Homélie du 6ème dimanche C :
Lectures : Jr 17, 5-8; Ps 1; 1 Co 15, 12. 16-20; Lc 6, 17. 20-26
C’est qui est merveilleux dans l’Evangile de saint Luc : Jésus y esquisse, comme avec de petits cailloux blancs, le profil du disciple en indiquant ce qui fait sa richesse extra-ordinaire, son bonheur intérieur. Partant, il le félicite et l’encourage d’aller de l’avant. C’est pourquoi d’ailleurs la Bible d’André Chouraqui traduit « heureux » par « en marche » ! « Heureuse celle qui a cru … » (Lc 1, 45) : l’aventure de la foi nous donne de tenir la route dans l’amour et l’espérance ! « Heureux les yeux qui voient ce que vous voyez » (Lc 10, 23) : le disciple a la tête dans son cœur, il repère par l’émerveillement et la gratitude, les signes de l’amour infaillible de Dieu pour lui. « Heureux ceux qui écoutent la Parole de Dieu et la gardent » (Lc11, 28) : le disciple recherche Dieu en permanence en s’attachant à Lui ! « Heureux ces serviteurs-là que le maître, à son arrivée, trouvera en train de veiller ! » (Lc 12, 37) : le disciple est fidèle à l’alliance de son baptême ! Dans la page d’Evangile d’aujourd’hui, après une nuit de prière sur la montagne comme Moïse au Sinaï, Jésus descend du sommet et dira – je le paraphrase: « Heureux les pauvres; heureux vous qui avez faim de valeurs du Royaume, qui y aspirez de tout votre cœur ; heureux vous qui risquez d’être méprisés, parce que grâce à l’Esprit Saint, vous regardez, percevez autrement les choses … Vous êtes dans le monde sans être du monde ! «
Mes sœurs et mes frères, n’est-ce pas cynique de la part de Jésus de déclarer heureux les gens frappés par la maladie physique ou psychologique, le deuil, l’échec, le chômage, la solitude, la trahison, le froid, l’angoisse du lendemain ? Tout naturellement, Jésus n’exalte pas la souffrance, il ne sacralise pas la misère humaine. Mais il voit le tragique de l’existence humaine d’un coup d’œil réaliste. Notre vie a inéluctablement son côté revêche : épreuves, moments incertains, incompris, illusions perdues … C’est la raison pour laquelle saint Paul écrit dans la 2ème lecture : « Nous sommes à plaindre si l’horizon de notre espoir dans le Christ ne se limite qu’à cette vie au demeurant passagère ».

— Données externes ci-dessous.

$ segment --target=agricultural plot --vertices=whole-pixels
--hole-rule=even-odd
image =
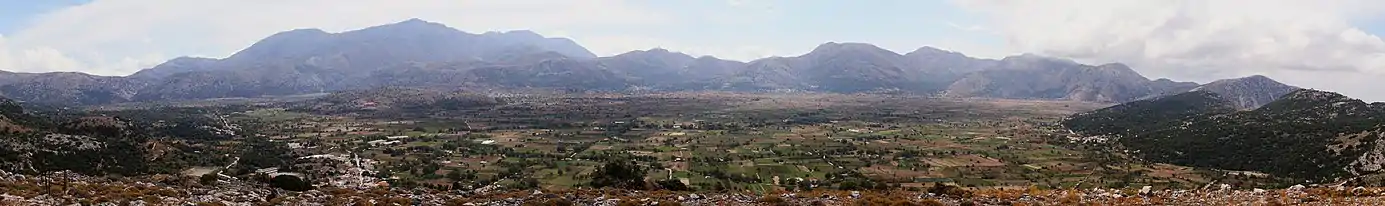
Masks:
[[[266,109],[241,117],[304,154],[379,162],[373,176],[435,188],[589,188],[632,161],[697,190],[1200,187],[1226,172],[1147,164],[1072,144],[1062,116],[1104,105],[889,95],[673,93],[511,99],[372,116]],[[409,116],[411,118],[400,118]],[[1242,181],[1244,182],[1244,181]]]

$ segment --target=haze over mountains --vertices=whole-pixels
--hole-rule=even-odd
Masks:
[[[750,62],[664,49],[597,57],[529,31],[467,33],[411,19],[356,31],[280,32],[224,59],[182,57],[126,77],[2,73],[0,94],[46,104],[291,95],[386,86],[471,90],[889,92],[1129,102],[1193,89],[1263,105],[1289,91],[1263,76],[1207,85],[1150,80],[1119,63],[1020,55],[979,59],[923,47],[898,54],[829,42]]]

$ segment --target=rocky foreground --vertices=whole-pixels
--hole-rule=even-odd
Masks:
[[[930,192],[931,191],[931,192]],[[773,194],[627,190],[462,191],[319,188],[273,189],[248,181],[211,186],[174,177],[111,178],[72,173],[0,171],[0,205],[1383,205],[1385,188],[1280,190],[808,191]]]

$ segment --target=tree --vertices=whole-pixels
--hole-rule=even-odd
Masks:
[[[692,188],[688,187],[688,185],[686,184],[683,184],[683,181],[678,181],[677,179],[660,180],[655,183],[659,184],[659,188],[665,190],[692,191]]]
[[[610,158],[593,173],[593,187],[615,187],[624,189],[645,189],[644,174],[647,170],[624,158]]]
[[[297,175],[279,175],[269,179],[269,185],[290,191],[308,191],[313,185]]]

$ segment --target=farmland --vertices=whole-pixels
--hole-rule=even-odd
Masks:
[[[644,182],[700,191],[1251,187],[1228,171],[1144,163],[1055,125],[1106,105],[875,94],[511,96],[449,110],[259,108],[262,135],[303,155],[352,157],[361,176],[434,189],[580,189],[631,162]],[[371,105],[362,105],[367,107]],[[339,166],[296,161],[310,179]],[[336,168],[336,169],[331,169]],[[356,174],[351,174],[356,175]],[[371,182],[374,182],[372,180]],[[1241,185],[1245,184],[1245,185]]]

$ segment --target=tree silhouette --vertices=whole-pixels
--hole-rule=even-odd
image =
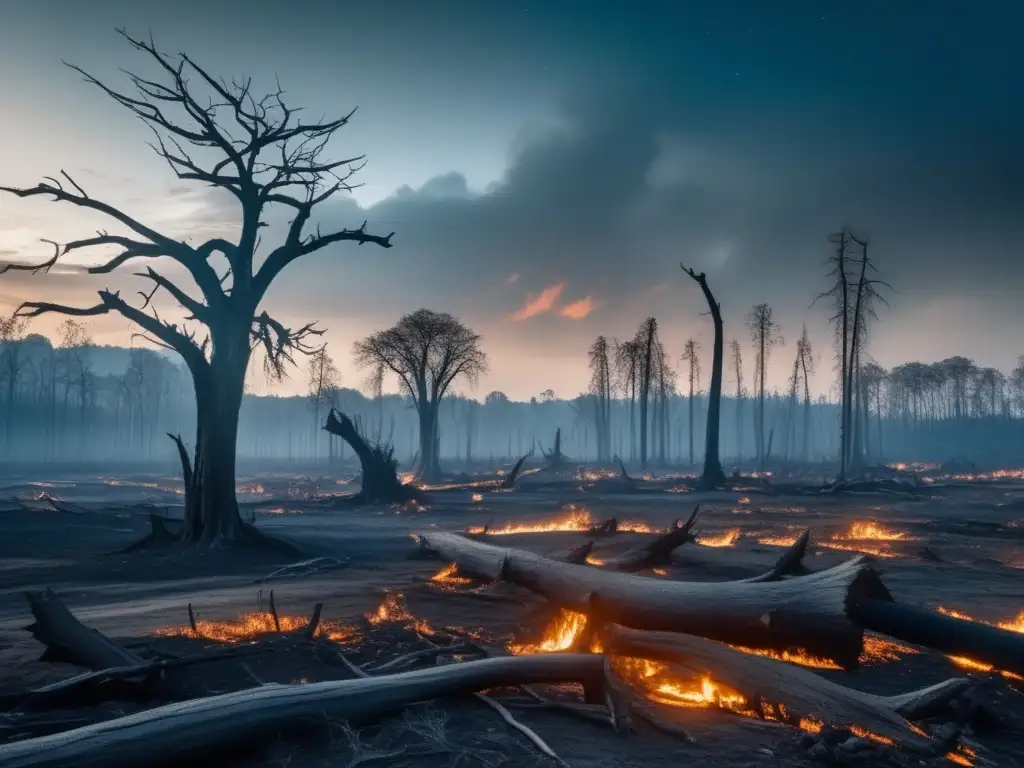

Pour Jésus, en effet, le pauvre est incontestablement florissant, riche de sa fécondité spirituelle : il a une prédisposition naturelle à tourner les yeux vers le Ciel d’où vient son secours (1 Ma 16, 3 ; Ps 26, 9) ; il espère contre toute espérance.
Chers amis, j’ai été récemment en Afrique : j’adhère entièrement à ce que dit Jésus. Comme aux temps de la guerre ici ou de l’extrême pauvreté, là-bas, les gens n’ont rien. Et comment vivent-ils ? De la débrouillardise et, à la clé, ils croient sans en démordre à la providence divine… Revenant à l’Evangile, Jésus sous-entend que la tentation qui guette le riche, c’est de se suffire à lui-même, ne compter que sur ses propres ressources, construire sa vie autour de sa richesse matérielle, être saturé de biens de ce monde en se passant de Dieu.
Justement, dans la 1ère lecture, le prophète Jérémie dénonce l’illusion de penser que l’homme peut se suffire à lui-même. Bien-sûr qu’il faut croire en l’homme, en l’occurrence, en soi-même. Je le dis souvent aux jeunes : la confiance en soi est un levier de survie avéré. Oui, chacun est appelé à créer sa propre légende, à dessiner les contours de sa destinée, mais pour celui qui croit, parce qu’il est guidé par l’Esprit-Saint, il misera sur Dieu en s’abandonnant à sa grâce sanctifiante. Jérémie qui a vu cinq rois se succéder et s’agiter devant l’imminente chute de Jérusalem, rappelle que ne faire confiance qu’aux seuls alliés et aux seules sécurités matérielles, est tellement fragile ! Mieux vaut compter sur le Seigneur ! Qui le fait, renchérit le psalmiste, est comme un arbre planté près d’un ruisseau. Vienne l’épreuve, telle la chaleur, la sécheresse, cet arbre porte du fruit, car ses racines sont sustentées en permanence par le courant !
Je le sais : la foi est un appui bien plus stable que toute autre ressource humaine. Le prophète Isaïe nous le dit sans détour : « Si vous n’avez pas de foi, vous ne maintiendrez pas » (chap. 7, 9b)… Dieu est fidèle en sa Parole, moi je lui fais confiance !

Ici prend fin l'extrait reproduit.